Sulzer AG regelt CIO-Nachfolge

Schein steigt zum IT-Chef auf



Johannes Klostermeier ist ein freier Journalist aus Berlin. Zu seinen Spezialgebieten zählen unter anderem die Bereiche Public IT, Telekommunikation und Social Media. Auf cio.de schreibt er über CIO Auf- und Aussteiger.
Der neue CIO Walter Schein folgt beim Schweizer Industriekonzern Sulzer AG auf Ursula Soritsch-Renier. Schein kommt aus dem eigenen Haus und war zuletzt Head of Business Applications.
Walter Schein ist neuer CIO bei der Sulzer AG in Winterthur.
Walter Schein ist neuer CIO bei der Sulzer AG in Winterthur.
Foto: Sulzer

Der Schweizer Industriekonzern Sulzer AG hat die CIO-Nachfolge schnell intern geregelt. Nachdem die bisherige CIO Ursula Soritsch-Renier als Group CIO zu Nokia gewechselt ist, hat im Juni Walter Schein (46) ihre Aufgaben übernommen. Er berichtet an die Sulzer-CFO Jill Lee.

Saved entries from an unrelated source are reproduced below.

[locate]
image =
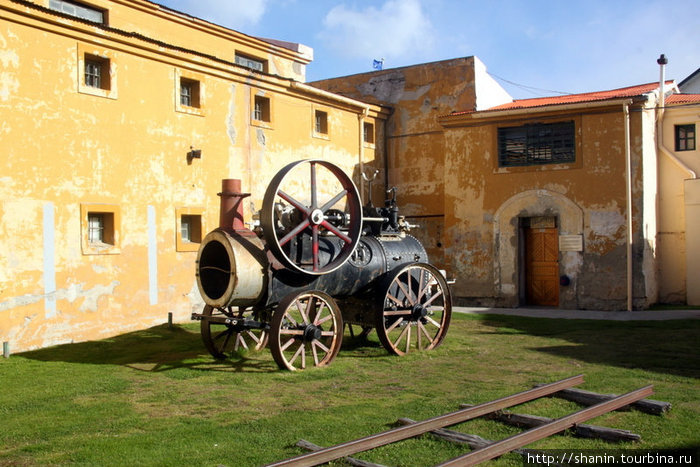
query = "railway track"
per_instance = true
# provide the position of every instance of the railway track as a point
(485, 451)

15 Jahre IT- und Managementberatung

Zuletzt arbeitete Schein als Head of Business Applications bei Sulzer in Winterthur. Seit seinem Eintritt 2012 hatte er dort mehrere IT-Management-Positionen übernommen. Nacheinander war er dort Head of Corporate Management Support Systems (2012-2013), Head of Group Function Applications (2014), Head of Support Services and Demand Management (Januar 2015 bis März 2016) und zuletzt Head of of Business Applications (April 2016 bis Mai 2018).

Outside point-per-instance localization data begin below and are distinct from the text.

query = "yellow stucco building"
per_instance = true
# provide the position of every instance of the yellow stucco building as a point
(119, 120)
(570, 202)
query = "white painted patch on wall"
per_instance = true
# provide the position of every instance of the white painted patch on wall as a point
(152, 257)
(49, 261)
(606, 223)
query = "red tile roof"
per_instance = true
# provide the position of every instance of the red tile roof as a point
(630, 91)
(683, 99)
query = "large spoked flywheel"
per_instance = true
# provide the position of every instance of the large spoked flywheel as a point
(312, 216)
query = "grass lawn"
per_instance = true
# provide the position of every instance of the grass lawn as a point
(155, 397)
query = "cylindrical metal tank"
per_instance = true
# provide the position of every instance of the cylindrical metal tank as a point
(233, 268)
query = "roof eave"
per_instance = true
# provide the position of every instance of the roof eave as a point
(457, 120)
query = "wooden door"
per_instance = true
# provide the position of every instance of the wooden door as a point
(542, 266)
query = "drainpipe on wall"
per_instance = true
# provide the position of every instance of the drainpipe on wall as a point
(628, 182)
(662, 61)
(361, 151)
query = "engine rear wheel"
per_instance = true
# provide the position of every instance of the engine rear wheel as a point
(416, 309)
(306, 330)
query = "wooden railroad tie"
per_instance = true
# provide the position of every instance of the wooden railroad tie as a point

Vor seiner Zeit bei Sulzer war er über 15 Jahre in verschiedenen Leitungsfunktionen in der IT- und Managementberatung tätig. Bereits während seines BWL-Studiums an der Wirtschaftsuniversität Wien von 1990 bis 1995 arbeitete Schein als Senior Consultant bei der der ASP Consulting Group, von 1998 bis 2010 war er Partner bei Accenture, von 2010 bis 2012 war Schein Direktor beim F-Top Institute in Baar.

Sulzer ist ein Spezialist für Pumpen

Die Sulzer AG ist auf Pumpen, Services für rotierende Maschinen sowie auf Trenn-, Misch- und Applikationstechnologien spezialisiert. Das Unternehmen erzielte 2017 mit rund 15.000 Mitarbeitern einen Umsatz von rund drei Milliarden Schweizer Franken.